MRTA Ulusal Yönetimi sevgili halkımıza ve tüm
uluslararası topluluğa sesleniyor:
Lima'daki Japonya Büyükelçiliği'nin askeri işgali,
eşitsiz bir savaşın sürdüğü Peru'yu dünyanın ilgi merkezi haline getirdi:
bir tarafta tutsak kardeşlerimizi kurtarmak için hazırlanmış "Edgar Sanchez"

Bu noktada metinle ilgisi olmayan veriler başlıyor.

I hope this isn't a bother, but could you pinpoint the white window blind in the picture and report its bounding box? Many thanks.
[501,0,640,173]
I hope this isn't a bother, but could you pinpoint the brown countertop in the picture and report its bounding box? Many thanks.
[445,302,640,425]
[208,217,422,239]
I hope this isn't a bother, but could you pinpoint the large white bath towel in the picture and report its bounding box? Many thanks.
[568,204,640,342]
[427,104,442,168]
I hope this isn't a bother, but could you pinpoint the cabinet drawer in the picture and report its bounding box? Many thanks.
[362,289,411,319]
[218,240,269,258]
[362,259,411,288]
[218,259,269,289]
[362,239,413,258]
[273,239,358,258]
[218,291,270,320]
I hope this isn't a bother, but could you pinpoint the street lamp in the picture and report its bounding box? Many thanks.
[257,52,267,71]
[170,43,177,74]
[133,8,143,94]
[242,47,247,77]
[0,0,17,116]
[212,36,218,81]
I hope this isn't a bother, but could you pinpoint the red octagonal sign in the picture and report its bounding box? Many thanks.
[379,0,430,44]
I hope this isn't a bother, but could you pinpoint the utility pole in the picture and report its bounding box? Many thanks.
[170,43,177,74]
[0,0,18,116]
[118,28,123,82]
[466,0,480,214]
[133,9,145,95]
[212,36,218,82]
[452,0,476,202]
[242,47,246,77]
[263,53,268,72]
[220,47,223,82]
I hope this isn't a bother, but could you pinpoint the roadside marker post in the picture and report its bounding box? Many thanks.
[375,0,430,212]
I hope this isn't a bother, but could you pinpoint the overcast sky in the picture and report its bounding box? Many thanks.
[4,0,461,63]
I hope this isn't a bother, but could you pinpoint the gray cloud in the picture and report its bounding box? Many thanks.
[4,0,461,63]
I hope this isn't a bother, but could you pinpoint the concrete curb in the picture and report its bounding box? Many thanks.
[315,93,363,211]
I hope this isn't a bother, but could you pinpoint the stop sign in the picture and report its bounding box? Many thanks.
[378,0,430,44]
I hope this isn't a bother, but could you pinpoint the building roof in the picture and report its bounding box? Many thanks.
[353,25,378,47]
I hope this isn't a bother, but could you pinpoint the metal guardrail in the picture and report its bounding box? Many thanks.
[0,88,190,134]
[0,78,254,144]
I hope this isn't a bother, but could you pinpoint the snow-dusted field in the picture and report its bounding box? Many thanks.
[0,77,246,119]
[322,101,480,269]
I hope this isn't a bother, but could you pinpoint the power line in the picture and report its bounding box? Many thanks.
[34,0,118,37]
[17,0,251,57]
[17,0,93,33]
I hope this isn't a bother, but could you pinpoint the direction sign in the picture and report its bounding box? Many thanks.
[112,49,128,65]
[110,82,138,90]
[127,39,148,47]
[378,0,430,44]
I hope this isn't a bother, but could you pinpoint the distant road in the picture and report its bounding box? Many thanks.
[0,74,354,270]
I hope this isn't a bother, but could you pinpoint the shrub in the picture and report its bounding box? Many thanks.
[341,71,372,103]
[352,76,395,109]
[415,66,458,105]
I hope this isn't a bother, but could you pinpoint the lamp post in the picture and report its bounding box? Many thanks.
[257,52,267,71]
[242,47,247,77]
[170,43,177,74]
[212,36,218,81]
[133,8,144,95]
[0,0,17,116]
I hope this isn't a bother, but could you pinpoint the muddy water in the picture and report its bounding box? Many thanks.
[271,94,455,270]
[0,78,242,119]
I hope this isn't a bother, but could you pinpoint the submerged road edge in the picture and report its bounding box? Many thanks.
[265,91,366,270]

Komando Birliği; ve öte yanda, neo-liberal modelin vahşi uygulamalarıyla
mutlak yoksulluğa sürüklediği binlerce Perulunun yaşamlarına hemen hemen
hiç ilgi göstermeyen bir hükümet.
"Edgar Sanchez" Komando Birliği kararlı ve sert
davrandı, ama aynı zamanda siyasal bir çözüm bulmak için gerekli esnekliğe
sahip olduğunun kanıtlarını da verdi. Peru hükümeti, MRTA'nın önerisini
küstahlıkla ve Japonya Büyükelçiliği'ndekilerin yaşamlarına kayıtsızlıkla
yanıtladı. Savaş tutsakları arasında Meclis Başkanı, Adalet Bakanı, silahlı
kuvvetler ve polis başkanları bulunuyor. Tüm bunlar rejimi koşulsuzca desteklediler
ve sundukları hizmetin ücreti olarak bugün, yaşamlarını tehlikeye sokacak
bir askeri müdahale tehdidi alıyorlar. MRTA, iç çatışmalarda Cenevre Sözleşmesine
saygı duydu ve duymayı sürdürecektir; bu nedenle Büyükelçilik'teki kişilere
birer savaş tutsağı ve birer insan olarak saygıyla davranılmaktadır. Bu
kişiler; Peru hükümetinin cezaevlerinde uyguladığı siyasal tutsakları yavaş
yavaş yoketmeye çalışma tavrına benzer daavranışlarla karşılaşmıyorlar.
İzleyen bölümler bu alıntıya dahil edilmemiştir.